By Joan T. Sherwood, Senior Editor
The POV.HD from V.I.O captures HD video from a camera head about the size of a half-roll of quarters, which is tethered to a TV-remote-sized controller by a 1.5-meter cable. The controller itself has a small wireless remote control, and the head has several mounting options, including helmet and goggle mounts, a magnetic system and strap options. The camera head and controller are also durable (IP67 certified) and water proof (to 1 meter), so it can take the punishment of most sports to get an exciting POV video.

There is some very exciting potential for a POV video camera like this in conjunction with kids sports or senior portrait fusion (still and video) slideshows. Video clips captured with the POV.HD are saved in mp4 format to an SD card in the controller (4GB card included). The unit is not SDXC compatible. You can choose either 1920x1080 or 1280x720-pixel resolution and various progressive scan rates (1080p30, 1080p25, 1080p24, 720p60, 720p30).

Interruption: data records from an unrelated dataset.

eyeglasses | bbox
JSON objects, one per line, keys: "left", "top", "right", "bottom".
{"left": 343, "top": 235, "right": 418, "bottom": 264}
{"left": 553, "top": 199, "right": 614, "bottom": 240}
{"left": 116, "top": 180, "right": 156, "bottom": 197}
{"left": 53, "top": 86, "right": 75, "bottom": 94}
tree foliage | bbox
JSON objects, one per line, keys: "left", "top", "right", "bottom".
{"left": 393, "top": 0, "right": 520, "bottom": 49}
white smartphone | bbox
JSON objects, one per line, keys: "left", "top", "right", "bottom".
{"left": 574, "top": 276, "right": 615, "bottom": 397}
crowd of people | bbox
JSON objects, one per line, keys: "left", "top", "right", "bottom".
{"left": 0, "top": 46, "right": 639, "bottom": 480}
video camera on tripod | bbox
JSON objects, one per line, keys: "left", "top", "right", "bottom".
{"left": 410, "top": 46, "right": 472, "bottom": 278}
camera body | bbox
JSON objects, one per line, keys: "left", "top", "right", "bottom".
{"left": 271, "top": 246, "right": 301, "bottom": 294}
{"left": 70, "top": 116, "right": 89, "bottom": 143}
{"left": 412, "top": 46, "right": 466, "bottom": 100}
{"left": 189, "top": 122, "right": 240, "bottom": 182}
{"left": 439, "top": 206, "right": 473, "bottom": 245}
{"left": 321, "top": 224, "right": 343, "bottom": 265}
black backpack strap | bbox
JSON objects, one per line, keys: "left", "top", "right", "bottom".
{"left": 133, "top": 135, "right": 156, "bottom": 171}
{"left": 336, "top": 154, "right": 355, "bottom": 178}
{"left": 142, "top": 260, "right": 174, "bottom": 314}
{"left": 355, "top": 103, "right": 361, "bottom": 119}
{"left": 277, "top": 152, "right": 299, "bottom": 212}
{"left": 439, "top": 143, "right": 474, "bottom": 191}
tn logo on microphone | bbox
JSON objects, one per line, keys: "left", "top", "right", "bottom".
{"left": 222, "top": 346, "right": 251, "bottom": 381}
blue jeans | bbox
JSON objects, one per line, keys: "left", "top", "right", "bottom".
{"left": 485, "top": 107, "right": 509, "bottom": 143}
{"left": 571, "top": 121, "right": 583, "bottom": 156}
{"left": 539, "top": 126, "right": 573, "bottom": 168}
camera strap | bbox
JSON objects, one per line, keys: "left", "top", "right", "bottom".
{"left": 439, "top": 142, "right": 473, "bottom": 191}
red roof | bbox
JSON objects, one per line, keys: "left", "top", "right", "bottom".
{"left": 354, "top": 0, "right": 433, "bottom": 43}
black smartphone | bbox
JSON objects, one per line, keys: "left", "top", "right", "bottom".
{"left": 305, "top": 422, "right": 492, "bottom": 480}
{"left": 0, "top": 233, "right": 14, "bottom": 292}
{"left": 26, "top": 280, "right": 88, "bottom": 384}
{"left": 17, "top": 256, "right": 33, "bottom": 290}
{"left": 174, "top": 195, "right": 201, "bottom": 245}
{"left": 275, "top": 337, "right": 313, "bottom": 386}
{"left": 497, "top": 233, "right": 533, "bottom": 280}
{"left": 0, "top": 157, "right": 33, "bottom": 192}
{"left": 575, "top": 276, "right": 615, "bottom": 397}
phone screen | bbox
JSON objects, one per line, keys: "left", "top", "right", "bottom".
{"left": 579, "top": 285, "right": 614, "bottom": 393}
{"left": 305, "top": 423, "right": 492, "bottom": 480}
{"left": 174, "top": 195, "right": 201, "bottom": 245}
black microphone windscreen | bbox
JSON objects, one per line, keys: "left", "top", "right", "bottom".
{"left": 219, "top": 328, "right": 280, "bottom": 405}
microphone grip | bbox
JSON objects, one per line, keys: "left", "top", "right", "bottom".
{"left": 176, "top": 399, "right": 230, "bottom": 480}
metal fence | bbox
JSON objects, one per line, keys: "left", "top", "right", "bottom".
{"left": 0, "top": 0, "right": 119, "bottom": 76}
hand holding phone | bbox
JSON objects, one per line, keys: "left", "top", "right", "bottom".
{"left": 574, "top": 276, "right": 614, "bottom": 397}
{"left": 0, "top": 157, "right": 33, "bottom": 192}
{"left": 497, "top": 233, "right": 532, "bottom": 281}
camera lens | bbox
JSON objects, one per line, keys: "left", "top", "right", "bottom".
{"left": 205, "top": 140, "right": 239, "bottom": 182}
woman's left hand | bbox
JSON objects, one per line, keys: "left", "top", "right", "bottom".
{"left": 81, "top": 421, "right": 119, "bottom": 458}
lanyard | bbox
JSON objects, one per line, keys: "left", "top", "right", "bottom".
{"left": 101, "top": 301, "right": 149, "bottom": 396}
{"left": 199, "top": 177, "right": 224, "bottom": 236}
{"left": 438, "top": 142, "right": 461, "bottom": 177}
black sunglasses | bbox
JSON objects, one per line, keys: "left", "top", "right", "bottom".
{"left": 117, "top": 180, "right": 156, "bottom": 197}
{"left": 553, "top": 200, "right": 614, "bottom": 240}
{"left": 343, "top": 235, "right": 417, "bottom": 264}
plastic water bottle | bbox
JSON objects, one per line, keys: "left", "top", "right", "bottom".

It does include a small built-in microphone attached to the cable, but its capability is limited. If you can secure it to your subject in a way that keeps it stationary and not brushing against anything, you could feasibly get functional ambient audio to overlay on a soundtrack.
The best features of the POV.HD are the versatile camera head that does a decent job even in some difficult lighting situations, the video resolution, the durable construction, the LCD screen on the controller that lets you monitor what the camera head sees, and the tiny wireless remote control that works up to 15 feet away from the main controller. The drawbacks are the need for a tether; the 328 gram (11.56 ounces, with 4 AA batteries) weight of the controller, plus 186 additional grams (6.56 ounces) of camera head and cable; and the barrel distortion of the wide f/2 lens, particularly in full HD. It can also chew through some AA batteries, so have spares on hand.
With a controller that has to stay tethered to the camera head, you'll have to find a spot to secure it to the person or thing that the camera is mounted to. Does anyone still have a fanny pack? Cargo shorts pockets would work as well. Luckily, you can lock the buttons, so you can stow it inside anything without the recording settings getting inadvertantly changed. Still, some sort of sports holster would come in handy. The system does come with a nice carrying case, but it's larger than what you would want to attach to a skateboarder.

The camera body has a 6-element glass lens and, according to V.I.O., offers the widest field of view on the market at 142° in 1080p30 format. The camera body is 1.5 inches in diameter on the lens face, and approximately .875 inches wide on the smaller end. The CMOS sensor is native 1080p, and the controller offers quite a bit of flexibility over exposure and processing, including exposure compensation and metering, as well as sharpening, noise control, in-field editing and other features.